Oldest "world" map has the Babylonian Ark's location

ANCIENT CARTOGRAPHY: Mystery of the World’s Oldest Map on a Nearly 3,000-year-old Babylonian Tablet Finally Solved ( Leman Altuntaş, Arkeonews).
A recent British Museum video reveals that the “oldest map of the world in the world” on a clay tablet from Babylon was deciphered to reveal a surprisingly familiar story.

The oldest globe ever found is the Imago Mundi, a Babylonian map of the world. This map is a Babylonian clay tablet with a schematic world map and two inscriptions written in the Akkadian language. The probably seventh century BC is when this map was created.

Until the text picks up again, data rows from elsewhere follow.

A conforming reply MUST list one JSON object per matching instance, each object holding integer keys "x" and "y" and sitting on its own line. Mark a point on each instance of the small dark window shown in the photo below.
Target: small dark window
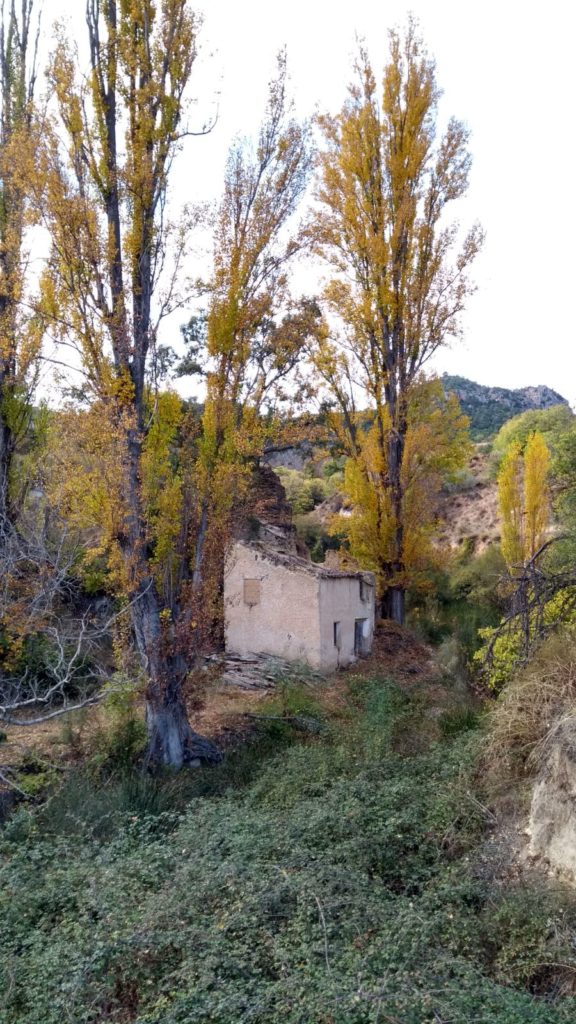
{"x": 360, "y": 637}
{"x": 252, "y": 591}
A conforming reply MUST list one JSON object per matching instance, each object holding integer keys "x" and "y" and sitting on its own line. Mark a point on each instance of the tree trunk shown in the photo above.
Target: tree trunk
{"x": 172, "y": 742}
{"x": 6, "y": 450}
{"x": 394, "y": 601}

It shows a small part of the world as the ancient Babylonians knew it, and it was found in the southern Iraqi city of Abu Habba (Sippar).

[...]

One point of interest is that the map claims to tell the location of the Flood Ark.
Aside from mapping out what they thought existed outside of their world, the Babylonian scribe also included references to a well-known story (basically the Babylonian version of the biblical story of Noah’s Ark) and mythical animals and lands.

The ancient Babylonians thought that the remains of the enormous ark that their version of Noah, named Utnapishtim, had constructed in 1800 BC at God’s command were located on the backside of a mountain, the same mountain that the Bible says Noah’s Ark crashed on, beyond the bitter river.

The article links to a Youtube video on the map, narrated by Irving Finkel, who, as usual, is in top form.

The story of the finding of the crucial missing piece of the map is not quite as good as the one about George Adam Smith going back to Iraq and finding a tablet (actually of the Atrahasis Epic) which filled in the missing part of his Gilgamesh Flood story fragment. But it's impressive anyway.

For the Babylonian Ark tablet, to which Dr, Finkel refers in the video and which he also published, see here and links.

Please do not try to use this map to find the Ark. It does not give precise coordinates!